OpenAI und Getty Images: Lizenzierte KI-Bilder für Unternehmen

OpenAI und Getty Images gehen eine Partnerschaft ein, um gemeinsam KI-generierte Bilder mit offizieller Lizenz anzubieten. Dieses Abkommen soll rechtliche Sicherheit schaffen und neue Standards für die Nutzung von KI-Bildern setzen.
TL;DR
- Getty Images kooperiert mit OpenAI.
- Bilder erscheinen künftig in ChatGPT.
- Neue Offenheit gegenüber Künstlicher Intelligenz.

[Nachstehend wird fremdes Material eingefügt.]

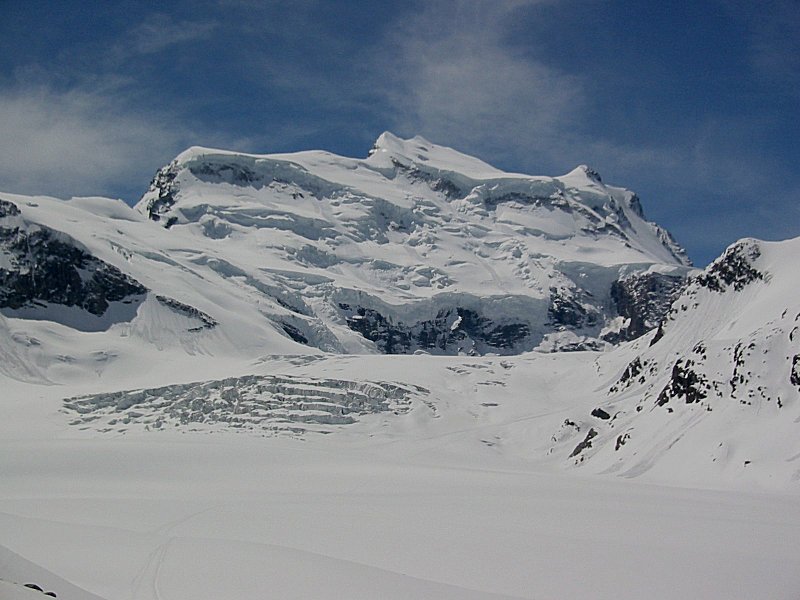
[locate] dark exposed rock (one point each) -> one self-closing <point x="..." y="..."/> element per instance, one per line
<point x="163" y="189"/>
<point x="734" y="268"/>
<point x="48" y="267"/>
<point x="684" y="383"/>
<point x="8" y="209"/>
<point x="294" y="333"/>
<point x="585" y="443"/>
<point x="644" y="300"/>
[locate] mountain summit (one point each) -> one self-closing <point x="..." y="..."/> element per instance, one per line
<point x="421" y="247"/>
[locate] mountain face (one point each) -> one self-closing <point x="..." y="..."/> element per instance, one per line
<point x="714" y="391"/>
<point x="421" y="248"/>
<point x="262" y="293"/>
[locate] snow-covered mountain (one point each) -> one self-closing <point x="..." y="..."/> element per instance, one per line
<point x="394" y="377"/>
<point x="714" y="392"/>
<point x="421" y="247"/>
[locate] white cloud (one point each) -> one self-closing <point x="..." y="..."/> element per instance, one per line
<point x="160" y="31"/>
<point x="452" y="75"/>
<point x="79" y="141"/>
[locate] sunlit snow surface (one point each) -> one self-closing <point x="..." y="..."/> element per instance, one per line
<point x="165" y="457"/>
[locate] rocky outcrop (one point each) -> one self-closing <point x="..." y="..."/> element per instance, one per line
<point x="643" y="300"/>
<point x="39" y="265"/>
<point x="734" y="268"/>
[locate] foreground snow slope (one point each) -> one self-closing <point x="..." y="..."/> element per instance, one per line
<point x="208" y="410"/>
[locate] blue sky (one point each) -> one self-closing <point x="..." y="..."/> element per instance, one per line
<point x="694" y="105"/>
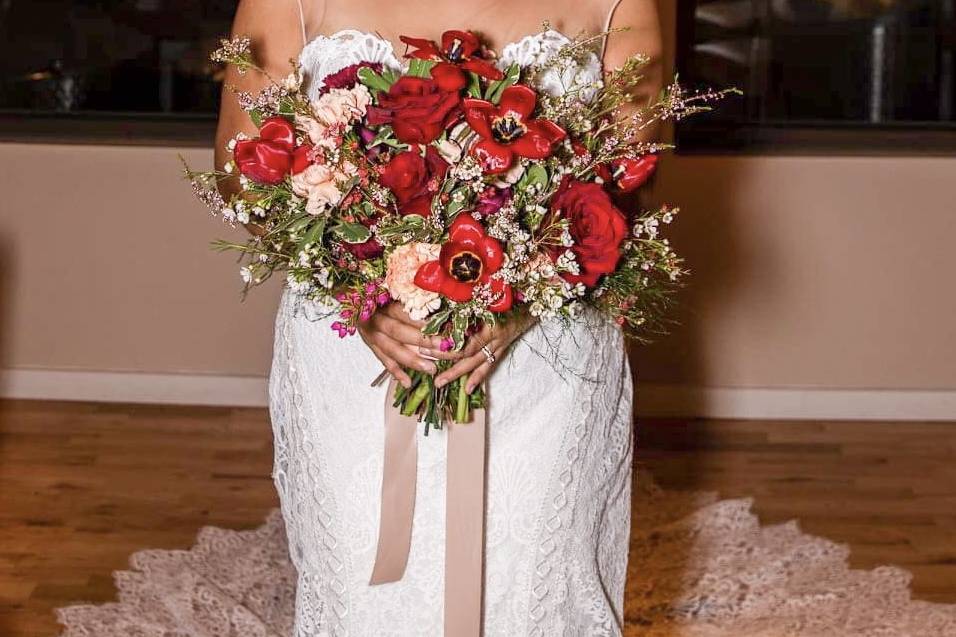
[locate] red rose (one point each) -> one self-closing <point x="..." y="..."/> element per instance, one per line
<point x="595" y="224"/>
<point x="414" y="179"/>
<point x="417" y="108"/>
<point x="273" y="155"/>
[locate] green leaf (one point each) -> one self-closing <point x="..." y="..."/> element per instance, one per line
<point x="298" y="224"/>
<point x="314" y="233"/>
<point x="494" y="90"/>
<point x="256" y="116"/>
<point x="351" y="232"/>
<point x="435" y="323"/>
<point x="420" y="68"/>
<point x="535" y="174"/>
<point x="286" y="107"/>
<point x="474" y="85"/>
<point x="373" y="80"/>
<point x="390" y="75"/>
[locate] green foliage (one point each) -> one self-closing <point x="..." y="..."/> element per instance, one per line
<point x="351" y="232"/>
<point x="373" y="80"/>
<point x="420" y="68"/>
<point x="495" y="89"/>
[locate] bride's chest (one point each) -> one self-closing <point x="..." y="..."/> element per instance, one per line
<point x="328" y="54"/>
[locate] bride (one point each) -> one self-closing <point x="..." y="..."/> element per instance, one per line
<point x="559" y="417"/>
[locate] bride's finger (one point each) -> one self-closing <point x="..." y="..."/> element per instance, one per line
<point x="465" y="365"/>
<point x="393" y="368"/>
<point x="403" y="355"/>
<point x="480" y="373"/>
<point x="407" y="334"/>
<point x="397" y="312"/>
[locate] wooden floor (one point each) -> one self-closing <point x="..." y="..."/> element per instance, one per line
<point x="84" y="485"/>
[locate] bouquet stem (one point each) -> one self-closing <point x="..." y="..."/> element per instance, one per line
<point x="433" y="405"/>
<point x="463" y="411"/>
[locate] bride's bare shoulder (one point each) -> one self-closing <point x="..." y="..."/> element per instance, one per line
<point x="275" y="28"/>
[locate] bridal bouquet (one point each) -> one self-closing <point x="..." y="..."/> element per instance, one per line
<point x="467" y="191"/>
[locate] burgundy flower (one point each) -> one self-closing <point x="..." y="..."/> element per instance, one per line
<point x="418" y="109"/>
<point x="467" y="259"/>
<point x="414" y="179"/>
<point x="492" y="199"/>
<point x="347" y="77"/>
<point x="508" y="129"/>
<point x="458" y="49"/>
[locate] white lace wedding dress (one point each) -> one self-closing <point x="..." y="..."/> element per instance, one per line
<point x="558" y="459"/>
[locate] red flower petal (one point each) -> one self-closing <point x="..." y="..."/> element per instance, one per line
<point x="466" y="229"/>
<point x="482" y="68"/>
<point x="264" y="162"/>
<point x="449" y="77"/>
<point x="518" y="99"/>
<point x="279" y="131"/>
<point x="426" y="48"/>
<point x="534" y="144"/>
<point x="493" y="157"/>
<point x="478" y="114"/>
<point x="631" y="174"/>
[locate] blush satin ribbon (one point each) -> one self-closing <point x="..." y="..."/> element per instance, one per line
<point x="464" y="512"/>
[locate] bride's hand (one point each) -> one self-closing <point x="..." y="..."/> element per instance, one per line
<point x="471" y="361"/>
<point x="398" y="342"/>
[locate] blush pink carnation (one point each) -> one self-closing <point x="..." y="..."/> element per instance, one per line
<point x="333" y="113"/>
<point x="400" y="271"/>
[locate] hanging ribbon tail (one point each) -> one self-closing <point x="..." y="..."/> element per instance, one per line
<point x="464" y="513"/>
<point x="399" y="474"/>
<point x="464" y="526"/>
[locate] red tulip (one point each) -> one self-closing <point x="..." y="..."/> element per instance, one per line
<point x="508" y="129"/>
<point x="467" y="259"/>
<point x="273" y="155"/>
<point x="460" y="48"/>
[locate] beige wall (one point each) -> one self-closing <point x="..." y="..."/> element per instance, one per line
<point x="809" y="271"/>
<point x="831" y="272"/>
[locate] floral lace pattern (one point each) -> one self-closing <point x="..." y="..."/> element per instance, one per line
<point x="698" y="568"/>
<point x="559" y="78"/>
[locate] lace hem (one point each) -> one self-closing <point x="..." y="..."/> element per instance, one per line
<point x="698" y="567"/>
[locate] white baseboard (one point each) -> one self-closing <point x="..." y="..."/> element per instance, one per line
<point x="132" y="387"/>
<point x="794" y="403"/>
<point x="652" y="400"/>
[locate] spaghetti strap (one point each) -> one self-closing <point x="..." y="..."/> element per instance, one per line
<point x="607" y="25"/>
<point x="305" y="37"/>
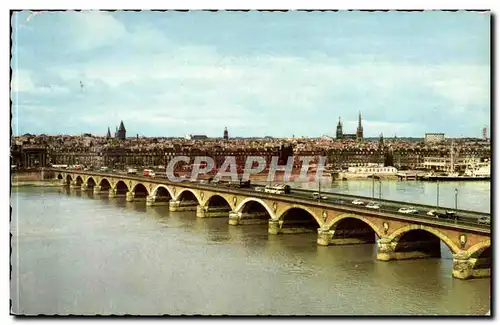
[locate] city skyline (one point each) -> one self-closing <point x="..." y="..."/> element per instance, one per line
<point x="170" y="74"/>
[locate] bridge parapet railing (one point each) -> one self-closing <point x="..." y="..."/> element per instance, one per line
<point x="293" y="199"/>
<point x="392" y="202"/>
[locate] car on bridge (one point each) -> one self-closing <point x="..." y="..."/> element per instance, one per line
<point x="408" y="210"/>
<point x="316" y="195"/>
<point x="373" y="205"/>
<point x="443" y="214"/>
<point x="484" y="220"/>
<point x="358" y="202"/>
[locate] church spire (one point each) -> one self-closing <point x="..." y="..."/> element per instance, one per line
<point x="359" y="131"/>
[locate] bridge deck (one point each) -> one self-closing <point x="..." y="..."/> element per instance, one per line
<point x="342" y="202"/>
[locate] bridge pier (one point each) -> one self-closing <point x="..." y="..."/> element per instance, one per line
<point x="281" y="227"/>
<point x="345" y="236"/>
<point x="324" y="237"/>
<point x="73" y="185"/>
<point x="392" y="250"/>
<point x="274" y="227"/>
<point x="98" y="189"/>
<point x="156" y="201"/>
<point x="463" y="267"/>
<point x="176" y="205"/>
<point x="212" y="212"/>
<point x="248" y="218"/>
<point x="132" y="196"/>
<point x="114" y="193"/>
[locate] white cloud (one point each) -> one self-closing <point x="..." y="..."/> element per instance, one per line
<point x="179" y="82"/>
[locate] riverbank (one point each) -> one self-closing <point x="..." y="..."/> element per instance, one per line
<point x="35" y="183"/>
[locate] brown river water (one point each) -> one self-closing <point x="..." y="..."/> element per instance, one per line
<point x="76" y="253"/>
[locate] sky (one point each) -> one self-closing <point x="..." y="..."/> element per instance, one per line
<point x="276" y="74"/>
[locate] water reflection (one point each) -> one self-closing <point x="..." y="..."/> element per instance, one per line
<point x="471" y="195"/>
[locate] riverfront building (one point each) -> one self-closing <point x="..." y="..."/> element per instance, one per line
<point x="358" y="136"/>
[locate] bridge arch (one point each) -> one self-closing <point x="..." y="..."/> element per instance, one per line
<point x="481" y="258"/>
<point x="245" y="204"/>
<point x="301" y="207"/>
<point x="217" y="200"/>
<point x="398" y="234"/>
<point x="121" y="187"/>
<point x="162" y="191"/>
<point x="479" y="248"/>
<point x="91" y="182"/>
<point x="140" y="190"/>
<point x="335" y="221"/>
<point x="299" y="217"/>
<point x="78" y="180"/>
<point x="105" y="184"/>
<point x="188" y="194"/>
<point x="353" y="229"/>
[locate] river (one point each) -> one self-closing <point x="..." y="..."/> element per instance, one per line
<point x="473" y="196"/>
<point x="76" y="253"/>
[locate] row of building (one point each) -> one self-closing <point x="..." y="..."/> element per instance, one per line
<point x="32" y="151"/>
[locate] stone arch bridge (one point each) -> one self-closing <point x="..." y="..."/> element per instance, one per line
<point x="397" y="237"/>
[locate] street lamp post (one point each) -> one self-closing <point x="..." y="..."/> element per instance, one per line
<point x="373" y="186"/>
<point x="319" y="189"/>
<point x="437" y="194"/>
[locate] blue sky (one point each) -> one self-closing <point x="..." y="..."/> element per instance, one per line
<point x="278" y="74"/>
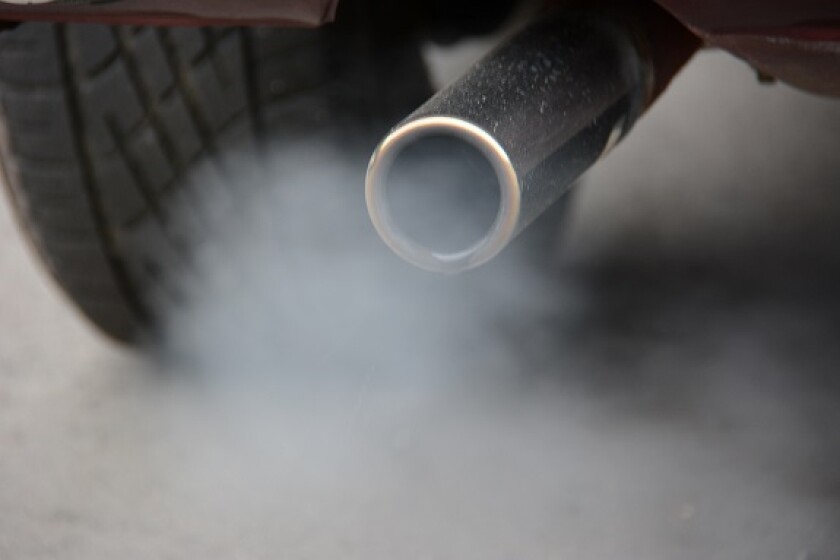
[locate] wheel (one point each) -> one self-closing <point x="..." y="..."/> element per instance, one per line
<point x="102" y="126"/>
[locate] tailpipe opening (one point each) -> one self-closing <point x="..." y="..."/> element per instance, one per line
<point x="460" y="177"/>
<point x="443" y="194"/>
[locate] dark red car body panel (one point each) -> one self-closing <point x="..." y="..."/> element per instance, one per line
<point x="797" y="41"/>
<point x="180" y="12"/>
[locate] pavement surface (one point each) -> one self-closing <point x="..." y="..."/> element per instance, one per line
<point x="668" y="388"/>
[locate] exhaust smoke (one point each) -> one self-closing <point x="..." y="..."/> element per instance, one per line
<point x="343" y="404"/>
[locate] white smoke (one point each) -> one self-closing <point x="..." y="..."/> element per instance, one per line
<point x="337" y="403"/>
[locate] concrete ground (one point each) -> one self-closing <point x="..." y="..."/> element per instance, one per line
<point x="672" y="390"/>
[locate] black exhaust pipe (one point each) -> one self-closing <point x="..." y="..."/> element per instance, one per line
<point x="458" y="179"/>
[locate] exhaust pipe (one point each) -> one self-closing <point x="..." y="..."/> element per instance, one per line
<point x="459" y="178"/>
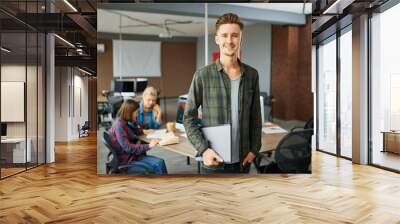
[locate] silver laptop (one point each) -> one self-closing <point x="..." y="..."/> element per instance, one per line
<point x="219" y="138"/>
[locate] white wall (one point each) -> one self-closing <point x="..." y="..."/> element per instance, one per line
<point x="256" y="51"/>
<point x="70" y="83"/>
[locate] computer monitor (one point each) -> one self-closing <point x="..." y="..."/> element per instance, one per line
<point x="124" y="86"/>
<point x="3" y="129"/>
<point x="141" y="85"/>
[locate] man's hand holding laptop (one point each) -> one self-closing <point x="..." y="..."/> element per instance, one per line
<point x="211" y="158"/>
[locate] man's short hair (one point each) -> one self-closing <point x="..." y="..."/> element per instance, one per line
<point x="228" y="18"/>
<point x="127" y="108"/>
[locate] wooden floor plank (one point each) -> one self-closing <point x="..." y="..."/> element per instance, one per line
<point x="70" y="191"/>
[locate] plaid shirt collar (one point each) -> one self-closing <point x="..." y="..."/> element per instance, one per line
<point x="220" y="68"/>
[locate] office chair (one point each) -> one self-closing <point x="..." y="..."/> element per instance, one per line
<point x="115" y="102"/>
<point x="309" y="125"/>
<point x="84" y="129"/>
<point x="113" y="163"/>
<point x="292" y="154"/>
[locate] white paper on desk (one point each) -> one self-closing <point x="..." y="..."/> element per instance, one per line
<point x="274" y="130"/>
<point x="162" y="133"/>
<point x="180" y="127"/>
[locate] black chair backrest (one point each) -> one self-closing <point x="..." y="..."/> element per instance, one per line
<point x="113" y="163"/>
<point x="115" y="103"/>
<point x="86" y="125"/>
<point x="293" y="153"/>
<point x="309" y="124"/>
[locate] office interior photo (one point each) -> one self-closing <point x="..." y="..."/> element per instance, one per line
<point x="331" y="61"/>
<point x="159" y="46"/>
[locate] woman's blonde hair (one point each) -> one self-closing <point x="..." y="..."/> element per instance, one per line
<point x="150" y="90"/>
<point x="127" y="108"/>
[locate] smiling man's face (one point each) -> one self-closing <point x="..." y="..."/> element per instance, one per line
<point x="228" y="39"/>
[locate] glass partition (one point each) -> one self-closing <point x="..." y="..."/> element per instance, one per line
<point x="385" y="89"/>
<point x="327" y="96"/>
<point x="346" y="93"/>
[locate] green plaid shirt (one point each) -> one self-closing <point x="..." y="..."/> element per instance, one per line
<point x="211" y="89"/>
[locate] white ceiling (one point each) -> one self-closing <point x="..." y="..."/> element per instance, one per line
<point x="108" y="21"/>
<point x="298" y="8"/>
<point x="135" y="22"/>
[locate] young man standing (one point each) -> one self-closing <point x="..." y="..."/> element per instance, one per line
<point x="228" y="92"/>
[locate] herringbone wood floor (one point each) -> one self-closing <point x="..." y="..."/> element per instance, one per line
<point x="70" y="191"/>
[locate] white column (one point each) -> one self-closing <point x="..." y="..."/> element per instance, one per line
<point x="50" y="99"/>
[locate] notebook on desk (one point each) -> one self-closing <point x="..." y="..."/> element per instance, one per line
<point x="219" y="139"/>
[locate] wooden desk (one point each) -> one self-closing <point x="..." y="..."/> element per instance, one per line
<point x="184" y="147"/>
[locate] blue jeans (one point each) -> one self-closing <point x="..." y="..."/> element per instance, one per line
<point x="152" y="164"/>
<point x="225" y="168"/>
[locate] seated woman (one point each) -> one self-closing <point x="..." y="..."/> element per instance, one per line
<point x="149" y="116"/>
<point x="122" y="138"/>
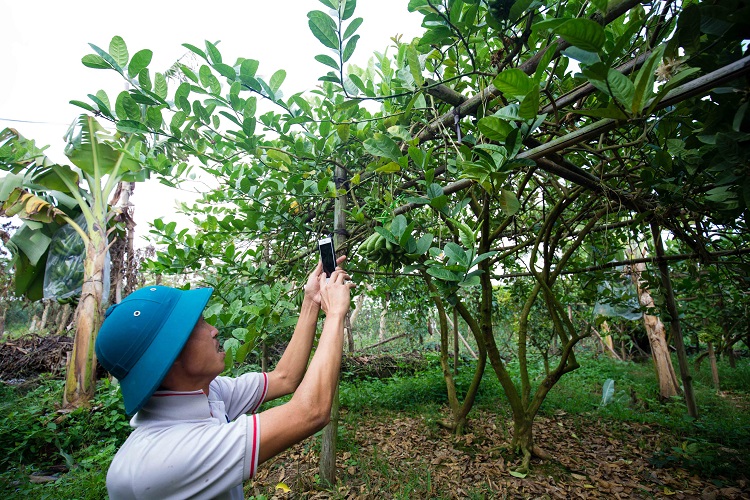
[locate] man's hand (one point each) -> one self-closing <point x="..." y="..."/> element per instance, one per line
<point x="312" y="287"/>
<point x="335" y="292"/>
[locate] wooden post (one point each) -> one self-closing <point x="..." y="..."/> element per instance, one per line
<point x="674" y="324"/>
<point x="328" y="444"/>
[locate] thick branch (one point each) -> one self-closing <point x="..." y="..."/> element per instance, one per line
<point x="470" y="106"/>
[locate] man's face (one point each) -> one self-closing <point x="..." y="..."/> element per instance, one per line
<point x="202" y="355"/>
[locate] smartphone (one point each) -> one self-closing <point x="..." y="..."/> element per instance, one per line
<point x="327" y="255"/>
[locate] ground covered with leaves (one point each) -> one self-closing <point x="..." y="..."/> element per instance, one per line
<point x="409" y="457"/>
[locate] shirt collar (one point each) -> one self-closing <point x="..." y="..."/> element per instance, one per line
<point x="173" y="406"/>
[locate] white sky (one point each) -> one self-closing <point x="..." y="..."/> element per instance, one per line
<point x="42" y="43"/>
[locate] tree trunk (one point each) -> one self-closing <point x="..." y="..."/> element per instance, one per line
<point x="80" y="382"/>
<point x="330" y="432"/>
<point x="674" y="323"/>
<point x="523" y="440"/>
<point x="358" y="303"/>
<point x="64" y="319"/>
<point x="455" y="342"/>
<point x="264" y="356"/>
<point x="45" y="313"/>
<point x="714" y="367"/>
<point x="665" y="374"/>
<point x="383" y="313"/>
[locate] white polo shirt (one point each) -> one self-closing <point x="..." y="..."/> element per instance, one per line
<point x="189" y="445"/>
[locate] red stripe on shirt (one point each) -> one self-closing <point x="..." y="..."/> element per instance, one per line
<point x="265" y="391"/>
<point x="254" y="446"/>
<point x="168" y="394"/>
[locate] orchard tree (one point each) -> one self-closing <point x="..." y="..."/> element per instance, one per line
<point x="48" y="195"/>
<point x="511" y="134"/>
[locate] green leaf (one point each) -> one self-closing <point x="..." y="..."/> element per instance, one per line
<point x="131" y="127"/>
<point x="611" y="82"/>
<point x="549" y="54"/>
<point x="226" y="71"/>
<point x="424" y="243"/>
<point x="83" y="105"/>
<point x="583" y="33"/>
<point x="108" y="58"/>
<point x="509" y="203"/>
<point x="195" y="49"/>
<point x="140" y="60"/>
<point x="513" y="82"/>
<point x="160" y="86"/>
<point x="456" y="254"/>
<point x="443" y="274"/>
<point x="383" y="146"/>
<point x="177" y="120"/>
<point x="601" y="5"/>
<point x="352" y="28"/>
<point x="327" y="60"/>
<point x="351" y="45"/>
<point x="494" y="128"/>
<point x="388" y="168"/>
<point x="276" y="80"/>
<point x="644" y="80"/>
<point x="251" y="105"/>
<point x="583" y="56"/>
<point x="622" y="88"/>
<point x="248" y="68"/>
<point x="324" y="28"/>
<point x="398" y="225"/>
<point x="349" y="6"/>
<point x="94" y="61"/>
<point x="530" y="104"/>
<point x="214" y="56"/>
<point x="119" y="51"/>
<point x="415" y="68"/>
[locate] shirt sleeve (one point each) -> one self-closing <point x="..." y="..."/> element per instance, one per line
<point x="243" y="394"/>
<point x="188" y="460"/>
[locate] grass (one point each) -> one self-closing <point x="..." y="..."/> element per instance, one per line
<point x="35" y="439"/>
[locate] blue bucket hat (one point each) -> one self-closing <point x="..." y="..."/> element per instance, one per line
<point x="142" y="336"/>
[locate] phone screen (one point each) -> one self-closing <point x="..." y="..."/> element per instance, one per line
<point x="327" y="255"/>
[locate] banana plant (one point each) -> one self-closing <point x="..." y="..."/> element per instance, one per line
<point x="46" y="195"/>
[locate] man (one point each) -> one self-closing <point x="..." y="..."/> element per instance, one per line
<point x="193" y="437"/>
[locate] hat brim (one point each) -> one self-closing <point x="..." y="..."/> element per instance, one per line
<point x="147" y="374"/>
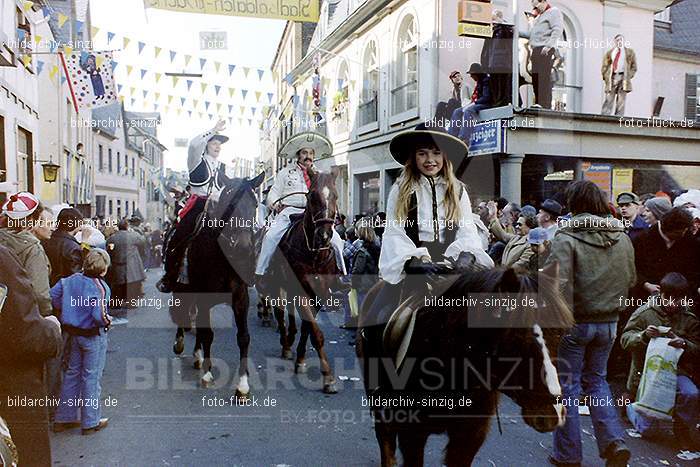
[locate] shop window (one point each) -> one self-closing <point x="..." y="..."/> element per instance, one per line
<point x="404" y="95"/>
<point x="370" y="86"/>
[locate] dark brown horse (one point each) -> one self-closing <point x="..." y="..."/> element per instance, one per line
<point x="302" y="271"/>
<point x="220" y="262"/>
<point x="460" y="357"/>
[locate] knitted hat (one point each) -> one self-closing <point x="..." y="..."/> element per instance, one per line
<point x="658" y="206"/>
<point x="20" y="205"/>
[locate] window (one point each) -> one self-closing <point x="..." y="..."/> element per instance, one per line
<point x="404" y="95"/>
<point x="370" y="85"/>
<point x="692" y="91"/>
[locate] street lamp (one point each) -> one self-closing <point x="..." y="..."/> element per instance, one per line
<point x="50" y="170"/>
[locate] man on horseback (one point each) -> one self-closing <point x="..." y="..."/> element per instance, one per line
<point x="288" y="196"/>
<point x="207" y="178"/>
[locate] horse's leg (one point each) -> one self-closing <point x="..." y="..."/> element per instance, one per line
<point x="464" y="444"/>
<point x="317" y="340"/>
<point x="240" y="312"/>
<point x="205" y="336"/>
<point x="386" y="437"/>
<point x="412" y="443"/>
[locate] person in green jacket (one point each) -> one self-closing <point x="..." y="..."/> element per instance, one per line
<point x="669" y="310"/>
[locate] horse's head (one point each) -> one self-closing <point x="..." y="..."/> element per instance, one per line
<point x="233" y="217"/>
<point x="321" y="209"/>
<point x="531" y="327"/>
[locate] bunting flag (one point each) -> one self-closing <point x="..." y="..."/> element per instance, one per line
<point x="91" y="86"/>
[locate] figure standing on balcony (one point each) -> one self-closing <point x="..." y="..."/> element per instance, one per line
<point x="547" y="28"/>
<point x="619" y="67"/>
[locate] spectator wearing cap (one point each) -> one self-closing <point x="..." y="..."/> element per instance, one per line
<point x="63" y="249"/>
<point x="547" y="216"/>
<point x="667" y="247"/>
<point x="628" y="203"/>
<point x="24" y="214"/>
<point x="464" y="119"/>
<point x="655" y="209"/>
<point x="540" y="241"/>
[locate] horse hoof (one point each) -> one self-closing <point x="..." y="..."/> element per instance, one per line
<point x="207" y="380"/>
<point x="198" y="360"/>
<point x="179" y="345"/>
<point x="330" y="388"/>
<point x="242" y="398"/>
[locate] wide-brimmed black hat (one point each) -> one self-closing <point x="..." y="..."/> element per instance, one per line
<point x="404" y="144"/>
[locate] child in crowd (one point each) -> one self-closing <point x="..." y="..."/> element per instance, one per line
<point x="82" y="300"/>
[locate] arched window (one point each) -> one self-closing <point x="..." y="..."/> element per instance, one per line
<point x="404" y="95"/>
<point x="370" y="85"/>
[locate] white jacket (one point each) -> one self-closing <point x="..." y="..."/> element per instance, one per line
<point x="288" y="180"/>
<point x="397" y="247"/>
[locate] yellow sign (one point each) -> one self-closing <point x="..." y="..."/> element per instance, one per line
<point x="622" y="181"/>
<point x="474" y="12"/>
<point x="474" y="30"/>
<point x="292" y="10"/>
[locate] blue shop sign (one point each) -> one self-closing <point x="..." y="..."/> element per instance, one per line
<point x="487" y="138"/>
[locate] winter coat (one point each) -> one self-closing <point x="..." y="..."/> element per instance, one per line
<point x="127" y="267"/>
<point x="65" y="255"/>
<point x="596" y="266"/>
<point x="33" y="259"/>
<point x="683" y="324"/>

Strategiewechsel bei Getty Images
Lange Zeit begegnete die renommierte Bildagentur Getty Images den Fortschritten im Bereich der Künstlichen Intelligenz mit großer Zurückhaltung. Doch nun markiert ein überraschender Schritt eine Trendwende: Das Unternehmen hat einen Vertrag mit dem US-amerikanischen KI-Vorreiter OpenAI geschlossen. Die Einbindung der Inhalte von Getty Images in das beliebte Text- und Bild-KI-System ChatGPT stellt einen Kurswechsel dar, der innerhalb der Branche aufhorchen lässt.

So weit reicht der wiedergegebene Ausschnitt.